China has avoided, at least for the time being, a showdown with Washington over arms sales to Taiwan.

A Chinese statement made Jan. 13, as US Assistant Secretary of State John Holdridge was concluding three days of talks with Chinese officials here, was noticeably bland. It may indicate that China's leadership has decided that there is as yet no need to come to a parting of the ways with Washington over Taiwan.

''The talks covered the main aspects of our bilateral relations, including the question of United States arms sales to Taiwan,'' said a Chinese Foreign Ministry spokesman.

''International issues of mutual concern were also discussed. Further talks on a wide range of international and bilateral subjects will continue both in Peking and in Washington,'' he continued.

Mr. Holdridge himself, in his meeting with Vice-Premier Ji Pengfei Jan. 13, characterized the talks as ''useful and productive'' and thanked his hosts for having received him so cordially''despite the short notice.''

The Jan. 13 statement contrasted with China's protest the day before over President Reagan's decision to continue to sell arms to Taiwan while not selling advanced fighter planes.
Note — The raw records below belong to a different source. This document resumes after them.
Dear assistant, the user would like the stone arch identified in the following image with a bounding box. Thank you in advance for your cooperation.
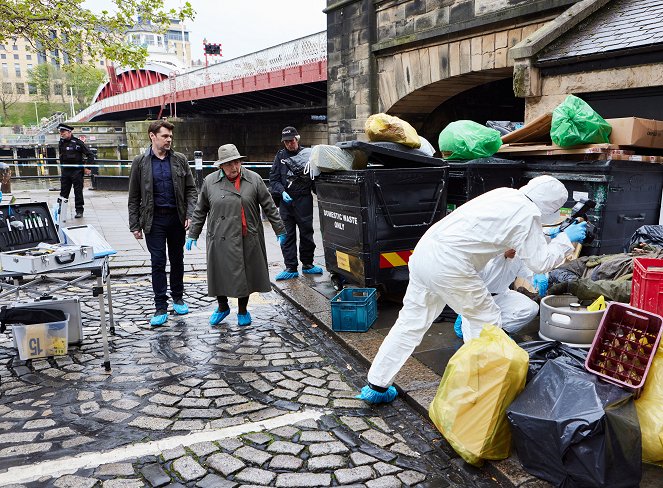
[375,22,547,123]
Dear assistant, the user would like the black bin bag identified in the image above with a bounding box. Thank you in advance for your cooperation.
[518,340,587,383]
[506,357,641,488]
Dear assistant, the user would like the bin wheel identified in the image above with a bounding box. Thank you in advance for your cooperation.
[330,273,345,291]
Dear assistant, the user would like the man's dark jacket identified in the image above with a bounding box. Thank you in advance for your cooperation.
[128,148,197,234]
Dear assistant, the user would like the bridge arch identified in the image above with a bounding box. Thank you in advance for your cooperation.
[375,22,547,132]
[93,63,176,103]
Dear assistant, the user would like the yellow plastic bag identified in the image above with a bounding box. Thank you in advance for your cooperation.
[635,344,663,466]
[365,113,421,148]
[428,325,529,466]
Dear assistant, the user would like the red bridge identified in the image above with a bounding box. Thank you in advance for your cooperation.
[74,32,327,122]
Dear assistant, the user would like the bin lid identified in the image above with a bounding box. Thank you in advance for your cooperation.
[336,141,447,167]
[447,157,526,168]
[523,159,663,173]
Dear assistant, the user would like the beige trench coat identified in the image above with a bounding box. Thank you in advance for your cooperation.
[188,167,285,297]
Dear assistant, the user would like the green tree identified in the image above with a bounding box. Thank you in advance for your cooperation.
[65,65,106,106]
[0,0,195,69]
[28,63,54,102]
[0,78,19,121]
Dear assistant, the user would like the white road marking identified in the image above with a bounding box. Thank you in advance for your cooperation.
[0,409,326,486]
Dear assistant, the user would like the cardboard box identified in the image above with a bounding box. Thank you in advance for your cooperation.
[607,117,663,149]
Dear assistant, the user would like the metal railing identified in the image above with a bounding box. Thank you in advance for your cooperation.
[0,157,272,175]
[71,31,327,122]
[0,132,127,147]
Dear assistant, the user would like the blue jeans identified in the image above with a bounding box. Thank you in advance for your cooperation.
[145,212,185,311]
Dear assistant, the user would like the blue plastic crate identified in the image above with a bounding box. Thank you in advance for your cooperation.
[331,288,378,332]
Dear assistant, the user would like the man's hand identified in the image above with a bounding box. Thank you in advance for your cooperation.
[133,230,143,239]
[184,219,190,231]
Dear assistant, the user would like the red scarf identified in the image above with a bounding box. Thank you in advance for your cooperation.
[228,173,247,237]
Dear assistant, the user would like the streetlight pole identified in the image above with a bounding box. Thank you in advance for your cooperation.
[34,101,38,125]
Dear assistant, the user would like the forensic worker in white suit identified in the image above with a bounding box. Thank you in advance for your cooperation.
[358,175,586,403]
[455,249,539,338]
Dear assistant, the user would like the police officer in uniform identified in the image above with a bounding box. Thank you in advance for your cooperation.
[269,126,323,280]
[58,123,94,218]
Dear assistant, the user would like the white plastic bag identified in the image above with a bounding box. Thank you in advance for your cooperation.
[308,145,358,174]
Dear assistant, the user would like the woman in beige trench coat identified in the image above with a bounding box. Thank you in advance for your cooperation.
[187,144,286,326]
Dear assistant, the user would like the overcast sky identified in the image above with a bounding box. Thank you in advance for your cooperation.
[85,0,327,61]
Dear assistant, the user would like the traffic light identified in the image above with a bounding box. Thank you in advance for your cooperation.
[203,43,222,56]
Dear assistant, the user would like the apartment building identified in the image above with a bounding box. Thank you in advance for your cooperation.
[0,20,192,104]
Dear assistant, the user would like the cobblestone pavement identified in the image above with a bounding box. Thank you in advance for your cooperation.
[0,275,503,488]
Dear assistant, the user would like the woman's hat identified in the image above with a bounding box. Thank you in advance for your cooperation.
[217,144,247,165]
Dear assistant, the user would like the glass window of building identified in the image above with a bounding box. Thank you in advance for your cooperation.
[12,44,18,51]
[14,63,20,76]
[28,83,37,94]
[1,63,8,76]
[26,54,31,60]
[54,83,62,95]
[0,54,5,59]
[15,82,25,94]
[2,82,12,93]
[13,54,18,60]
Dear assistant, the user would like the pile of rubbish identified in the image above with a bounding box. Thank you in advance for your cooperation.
[428,301,663,487]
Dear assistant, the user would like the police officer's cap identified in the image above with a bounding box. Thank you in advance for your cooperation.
[57,123,74,132]
[281,126,299,141]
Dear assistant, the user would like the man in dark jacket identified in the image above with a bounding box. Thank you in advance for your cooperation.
[269,126,323,280]
[58,123,94,218]
[128,120,198,326]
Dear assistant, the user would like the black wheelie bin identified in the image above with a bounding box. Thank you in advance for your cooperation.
[315,141,448,293]
[446,157,526,213]
[524,158,663,255]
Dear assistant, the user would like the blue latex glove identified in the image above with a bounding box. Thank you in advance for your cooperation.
[546,226,560,239]
[282,191,293,204]
[533,274,548,297]
[356,385,398,404]
[453,315,463,339]
[564,221,587,243]
[185,238,197,251]
[277,233,287,245]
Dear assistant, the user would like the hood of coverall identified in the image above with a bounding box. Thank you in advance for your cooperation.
[518,175,568,224]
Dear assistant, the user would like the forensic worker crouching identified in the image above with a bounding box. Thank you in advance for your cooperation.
[358,175,587,403]
[186,144,286,327]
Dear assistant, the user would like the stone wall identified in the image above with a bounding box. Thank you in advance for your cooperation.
[326,0,576,143]
[126,118,328,163]
[525,64,663,122]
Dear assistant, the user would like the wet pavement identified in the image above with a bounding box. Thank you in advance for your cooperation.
[1,186,661,487]
[1,277,502,488]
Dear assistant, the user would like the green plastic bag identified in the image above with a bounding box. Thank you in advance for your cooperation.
[550,95,612,147]
[438,120,502,160]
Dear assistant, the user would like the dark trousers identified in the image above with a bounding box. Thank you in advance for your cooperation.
[279,193,315,269]
[60,168,84,212]
[145,212,185,311]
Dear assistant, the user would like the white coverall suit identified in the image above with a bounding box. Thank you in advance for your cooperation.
[367,175,574,389]
[474,254,539,334]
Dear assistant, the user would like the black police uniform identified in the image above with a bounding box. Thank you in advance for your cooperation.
[59,135,94,216]
[269,145,316,271]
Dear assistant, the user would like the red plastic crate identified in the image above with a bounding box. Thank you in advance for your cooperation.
[630,257,663,315]
[585,302,663,396]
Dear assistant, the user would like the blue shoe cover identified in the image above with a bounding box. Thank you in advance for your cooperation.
[150,313,168,327]
[173,301,189,315]
[302,265,323,275]
[275,270,299,281]
[238,312,252,326]
[210,307,230,326]
[356,385,398,404]
[454,315,464,339]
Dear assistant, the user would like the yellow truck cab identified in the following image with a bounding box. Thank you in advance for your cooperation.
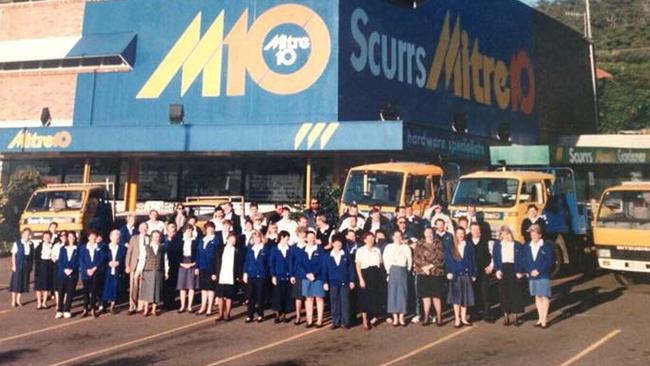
[183,196,245,230]
[448,170,554,241]
[594,181,650,286]
[340,162,443,218]
[20,183,114,241]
Publicly, the United States has made it appear that President Reagan's decision was based entirely on an evaluation of Taiwan's own defense needs and had nothing to do with pressure from Peking.

Privately, however, it seems clear that if it had not been for the steadily escalating warnings coming from Peking, President Reagan would have gone ahead and sold a new generation of fighter planes to Taiwan, in keeping with his own campaign promises.

Thus Peking may consider that its warnings have had their effect and that although in form President Reagan made a unilateral decision, in fact he was heavily influenced by considerations about the consequences for American global strategy vis-a-vis the Soviet Union had he decided otherwise.

Peking must also consider that the Reagan decision is a disappointment to Taiwan and may well help to arouse doubts in Taiwan about the wisdom of relying entirely on American logistical support for continued military confrontation with the mainland.

Thus, if the total future amount of American military sales to Taiwan is less than before (and there is no sale of sophisticated new weaponry), an unspoken compromise could be in the making between Washington and Peking.

This could develop without a favorable open US response to Peking's demand for reduction and eventual ending of arms sales to Taiwan.

It is too early to speak of such a compromise. On both sides of the Pacific, the American commitment to Taiwan is an emotion-laden subject, and neither Washington nor Peking can afford to be seen publicly as having given way to pressure from the other side.

A determining factor in how Peking chooses to play its hand may be its evaluation of how matters will develop in Taiwan - whether Taiwan will continue its firm refusal even to allow exchange of people and goods with the mainland, whether there is any hint of new flexibility on Taiwan's part.

In the end the contradictions between Washington and Peking can be solved only when Peking and Taiwan themselves come to some sort of understanding.